Last weekend we were able to chat with Sarah Silverman about her involvement with the Draw the Line campaign, started by the Center For Reproductive Rights to "guarantee and protect reproductive rights as fundamental human rights and stop the attacks by politicians who want to take those rights away." And while we often see opinions on women's issues — especially abortion and contraception — divided along party lines, Sarah told us she believes reproductive rights are a nonpartisan issue:
[Draw the Line is] about women's reproductive rights and being able to be in control of your own body. I think that's, to me, a very nonpartisan issue — it's a women's issue or anyone who loves women. Abortion is a very small part of women's health and being able to have it be affordable to people. And I think it's money very well spent by the government, and that to shut that down would be a real disadvantage to a sex that is the majority of this country. I feel strongly about it. I don't think that women are farm animals; I think they're human people who deserve the same rights as men.
Sarah joins other famous ladies like Amy Poehler, Meryl Streep, and Kyra Sedgwick in her involvement with the Draw the Line movement, encouraging Americans to sign the Bill of Reproductive Rights.

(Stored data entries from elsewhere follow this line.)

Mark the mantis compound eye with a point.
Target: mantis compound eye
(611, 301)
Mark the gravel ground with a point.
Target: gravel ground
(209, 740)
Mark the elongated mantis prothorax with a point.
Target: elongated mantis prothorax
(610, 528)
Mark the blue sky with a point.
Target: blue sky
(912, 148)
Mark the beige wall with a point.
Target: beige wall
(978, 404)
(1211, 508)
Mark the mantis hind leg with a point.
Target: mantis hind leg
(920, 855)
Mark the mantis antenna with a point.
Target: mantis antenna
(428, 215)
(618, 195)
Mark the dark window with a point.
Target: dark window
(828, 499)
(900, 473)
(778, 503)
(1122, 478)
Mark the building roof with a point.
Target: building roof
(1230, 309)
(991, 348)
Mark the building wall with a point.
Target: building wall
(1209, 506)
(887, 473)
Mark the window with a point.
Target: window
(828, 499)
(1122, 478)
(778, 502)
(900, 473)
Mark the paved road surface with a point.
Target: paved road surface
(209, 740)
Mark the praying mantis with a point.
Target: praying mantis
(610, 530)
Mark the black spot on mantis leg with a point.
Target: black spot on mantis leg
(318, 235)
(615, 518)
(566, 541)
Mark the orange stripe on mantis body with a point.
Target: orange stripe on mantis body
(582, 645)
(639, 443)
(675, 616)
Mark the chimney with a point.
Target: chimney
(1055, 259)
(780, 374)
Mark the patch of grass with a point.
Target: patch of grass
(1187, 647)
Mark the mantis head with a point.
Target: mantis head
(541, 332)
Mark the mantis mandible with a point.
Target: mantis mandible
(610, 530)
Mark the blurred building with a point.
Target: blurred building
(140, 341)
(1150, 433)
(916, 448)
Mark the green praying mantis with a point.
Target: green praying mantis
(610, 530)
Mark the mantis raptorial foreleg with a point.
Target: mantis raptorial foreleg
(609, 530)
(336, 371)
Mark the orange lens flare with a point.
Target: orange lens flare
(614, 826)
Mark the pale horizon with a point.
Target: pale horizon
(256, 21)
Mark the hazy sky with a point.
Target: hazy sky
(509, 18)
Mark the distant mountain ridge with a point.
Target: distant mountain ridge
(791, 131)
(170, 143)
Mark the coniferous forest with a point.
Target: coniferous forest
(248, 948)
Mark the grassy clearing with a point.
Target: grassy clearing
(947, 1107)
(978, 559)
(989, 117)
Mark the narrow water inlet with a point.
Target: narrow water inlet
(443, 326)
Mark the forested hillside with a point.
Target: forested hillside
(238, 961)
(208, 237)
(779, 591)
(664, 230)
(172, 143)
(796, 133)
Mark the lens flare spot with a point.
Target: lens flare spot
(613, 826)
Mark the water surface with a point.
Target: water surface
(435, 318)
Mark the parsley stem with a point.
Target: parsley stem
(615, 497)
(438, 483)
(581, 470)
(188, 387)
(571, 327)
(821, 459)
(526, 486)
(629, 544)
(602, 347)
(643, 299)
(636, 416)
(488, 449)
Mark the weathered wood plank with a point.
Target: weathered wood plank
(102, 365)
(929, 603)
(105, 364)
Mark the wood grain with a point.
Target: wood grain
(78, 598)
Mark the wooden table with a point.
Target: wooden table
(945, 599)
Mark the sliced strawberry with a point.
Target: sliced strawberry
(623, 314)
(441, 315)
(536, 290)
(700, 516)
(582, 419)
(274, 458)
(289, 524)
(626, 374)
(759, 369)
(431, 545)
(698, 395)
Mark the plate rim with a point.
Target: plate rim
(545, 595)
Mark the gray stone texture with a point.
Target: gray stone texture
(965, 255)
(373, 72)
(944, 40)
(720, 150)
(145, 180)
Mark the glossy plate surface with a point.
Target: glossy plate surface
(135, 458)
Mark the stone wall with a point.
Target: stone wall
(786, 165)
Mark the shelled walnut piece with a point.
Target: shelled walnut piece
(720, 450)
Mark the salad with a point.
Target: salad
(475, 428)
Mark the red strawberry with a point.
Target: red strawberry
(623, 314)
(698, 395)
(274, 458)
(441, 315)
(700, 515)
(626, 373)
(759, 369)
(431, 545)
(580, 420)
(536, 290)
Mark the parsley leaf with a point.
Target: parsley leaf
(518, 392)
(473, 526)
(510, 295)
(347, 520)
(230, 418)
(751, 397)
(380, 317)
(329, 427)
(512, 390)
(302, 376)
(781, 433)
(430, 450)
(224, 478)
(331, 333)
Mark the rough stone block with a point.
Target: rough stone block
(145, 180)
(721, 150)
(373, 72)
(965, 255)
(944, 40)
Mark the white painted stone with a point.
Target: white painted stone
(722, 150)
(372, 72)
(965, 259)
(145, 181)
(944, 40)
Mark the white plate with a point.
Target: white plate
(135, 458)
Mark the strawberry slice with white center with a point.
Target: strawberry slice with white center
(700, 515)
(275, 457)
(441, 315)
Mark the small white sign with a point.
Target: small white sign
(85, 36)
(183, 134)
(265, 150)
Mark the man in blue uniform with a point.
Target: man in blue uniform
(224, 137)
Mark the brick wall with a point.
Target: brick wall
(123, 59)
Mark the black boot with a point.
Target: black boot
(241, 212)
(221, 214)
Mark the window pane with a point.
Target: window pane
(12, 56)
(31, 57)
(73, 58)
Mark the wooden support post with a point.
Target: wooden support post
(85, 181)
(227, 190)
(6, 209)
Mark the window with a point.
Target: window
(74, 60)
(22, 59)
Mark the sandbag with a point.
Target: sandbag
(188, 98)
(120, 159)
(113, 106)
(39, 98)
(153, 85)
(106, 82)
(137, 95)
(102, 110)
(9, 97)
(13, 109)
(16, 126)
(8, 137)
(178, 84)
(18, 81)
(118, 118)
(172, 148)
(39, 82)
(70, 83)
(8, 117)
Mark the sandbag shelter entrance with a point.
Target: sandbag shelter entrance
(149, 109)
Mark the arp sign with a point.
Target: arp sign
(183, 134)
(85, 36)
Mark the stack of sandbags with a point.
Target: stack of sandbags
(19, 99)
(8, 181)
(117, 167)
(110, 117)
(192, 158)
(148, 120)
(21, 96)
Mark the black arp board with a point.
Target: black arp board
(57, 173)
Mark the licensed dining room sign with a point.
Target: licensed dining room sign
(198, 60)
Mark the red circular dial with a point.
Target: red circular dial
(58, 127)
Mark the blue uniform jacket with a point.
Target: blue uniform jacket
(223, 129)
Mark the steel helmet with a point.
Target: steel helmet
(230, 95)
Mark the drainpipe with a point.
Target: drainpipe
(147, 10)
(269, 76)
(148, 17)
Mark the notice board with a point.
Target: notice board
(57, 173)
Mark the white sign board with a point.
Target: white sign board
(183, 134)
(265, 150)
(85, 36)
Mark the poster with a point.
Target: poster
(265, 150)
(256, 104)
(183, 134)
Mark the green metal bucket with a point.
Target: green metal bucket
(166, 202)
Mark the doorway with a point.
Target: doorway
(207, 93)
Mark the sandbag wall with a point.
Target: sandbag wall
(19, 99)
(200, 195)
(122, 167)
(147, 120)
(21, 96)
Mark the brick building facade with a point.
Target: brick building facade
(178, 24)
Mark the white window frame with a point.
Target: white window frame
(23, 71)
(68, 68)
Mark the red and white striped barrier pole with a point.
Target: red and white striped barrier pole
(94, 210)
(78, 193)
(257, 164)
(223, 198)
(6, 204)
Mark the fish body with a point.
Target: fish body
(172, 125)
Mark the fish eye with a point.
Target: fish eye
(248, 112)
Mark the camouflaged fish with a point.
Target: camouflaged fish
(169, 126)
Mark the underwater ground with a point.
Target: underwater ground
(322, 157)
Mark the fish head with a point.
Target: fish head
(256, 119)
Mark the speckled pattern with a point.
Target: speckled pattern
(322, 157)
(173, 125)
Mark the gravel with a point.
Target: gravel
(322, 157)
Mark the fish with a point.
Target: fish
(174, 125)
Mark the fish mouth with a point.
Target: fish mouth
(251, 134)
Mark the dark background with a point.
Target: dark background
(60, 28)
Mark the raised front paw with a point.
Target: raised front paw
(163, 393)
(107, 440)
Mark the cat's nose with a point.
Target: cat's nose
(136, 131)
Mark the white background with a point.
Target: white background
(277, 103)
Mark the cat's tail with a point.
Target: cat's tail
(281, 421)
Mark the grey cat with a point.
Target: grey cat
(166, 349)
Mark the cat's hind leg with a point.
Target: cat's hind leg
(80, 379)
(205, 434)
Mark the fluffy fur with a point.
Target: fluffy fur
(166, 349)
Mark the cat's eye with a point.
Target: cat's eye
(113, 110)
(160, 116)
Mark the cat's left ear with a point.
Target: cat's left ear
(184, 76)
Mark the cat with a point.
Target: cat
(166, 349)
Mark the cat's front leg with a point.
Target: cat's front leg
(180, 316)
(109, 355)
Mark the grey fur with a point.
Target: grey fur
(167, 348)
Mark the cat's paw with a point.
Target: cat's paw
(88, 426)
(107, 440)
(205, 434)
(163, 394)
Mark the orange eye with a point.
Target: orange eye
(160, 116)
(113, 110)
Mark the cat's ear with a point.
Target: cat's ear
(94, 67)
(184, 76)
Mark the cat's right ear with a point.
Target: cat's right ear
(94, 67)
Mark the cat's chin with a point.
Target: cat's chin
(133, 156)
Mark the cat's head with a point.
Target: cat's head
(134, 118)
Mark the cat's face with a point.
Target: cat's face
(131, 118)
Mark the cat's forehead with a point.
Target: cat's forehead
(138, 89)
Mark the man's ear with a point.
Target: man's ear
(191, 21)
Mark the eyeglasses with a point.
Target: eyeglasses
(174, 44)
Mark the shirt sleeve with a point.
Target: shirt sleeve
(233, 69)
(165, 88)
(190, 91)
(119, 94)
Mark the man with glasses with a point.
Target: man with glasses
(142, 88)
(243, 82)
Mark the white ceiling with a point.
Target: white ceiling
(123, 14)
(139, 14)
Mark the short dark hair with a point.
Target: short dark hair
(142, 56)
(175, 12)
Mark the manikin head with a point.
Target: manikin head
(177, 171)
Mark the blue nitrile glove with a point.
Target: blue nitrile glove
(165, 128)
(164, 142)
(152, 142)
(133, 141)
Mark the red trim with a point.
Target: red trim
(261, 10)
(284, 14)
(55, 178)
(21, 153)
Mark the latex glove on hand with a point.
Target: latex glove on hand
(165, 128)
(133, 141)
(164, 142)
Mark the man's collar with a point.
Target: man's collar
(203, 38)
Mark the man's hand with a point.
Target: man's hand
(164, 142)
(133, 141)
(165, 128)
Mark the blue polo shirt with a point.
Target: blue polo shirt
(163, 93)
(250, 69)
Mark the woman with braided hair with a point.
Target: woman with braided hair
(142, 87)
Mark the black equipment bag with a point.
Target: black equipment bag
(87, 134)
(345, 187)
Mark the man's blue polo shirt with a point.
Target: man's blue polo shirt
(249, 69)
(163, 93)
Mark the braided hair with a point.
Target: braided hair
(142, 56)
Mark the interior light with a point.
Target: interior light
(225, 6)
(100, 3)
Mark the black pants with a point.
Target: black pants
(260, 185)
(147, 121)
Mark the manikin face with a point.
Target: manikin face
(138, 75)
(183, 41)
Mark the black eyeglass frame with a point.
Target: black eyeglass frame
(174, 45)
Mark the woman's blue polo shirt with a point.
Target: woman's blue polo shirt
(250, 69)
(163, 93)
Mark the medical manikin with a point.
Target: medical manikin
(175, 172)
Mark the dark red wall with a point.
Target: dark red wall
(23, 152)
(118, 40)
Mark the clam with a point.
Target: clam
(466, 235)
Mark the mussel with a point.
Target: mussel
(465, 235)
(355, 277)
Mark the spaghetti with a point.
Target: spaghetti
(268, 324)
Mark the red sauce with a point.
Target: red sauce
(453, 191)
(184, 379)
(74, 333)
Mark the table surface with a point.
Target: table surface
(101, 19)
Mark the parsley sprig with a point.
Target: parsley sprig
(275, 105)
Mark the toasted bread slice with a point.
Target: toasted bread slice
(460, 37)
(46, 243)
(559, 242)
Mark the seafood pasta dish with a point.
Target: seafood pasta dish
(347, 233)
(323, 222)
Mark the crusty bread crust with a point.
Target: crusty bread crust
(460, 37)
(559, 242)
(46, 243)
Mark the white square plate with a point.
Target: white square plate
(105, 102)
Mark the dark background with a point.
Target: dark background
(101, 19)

The bill includes the following rights:
- The right to make our own decisions about our reproductive health and future, free from intrusion or coercion by any government, group, or individual.
- The right to a full range of safe, affordable, and readily accessible reproductive health care, including pregnancy care, preventive services, contraception, abortion, and fertility treatment — and accurate information about all of the above.
- The right to be free from discrimination in access to reproductive health care or on the basis of our reproductive decisions.
This presidential election season Barack Obama and Mitt Romney need the women's vote to win in November, and one of the ways they'll get it is by addressing the issues we care about, like reproductive rights. Do you agree with Sarah that women's health care is a nonpartisan issue?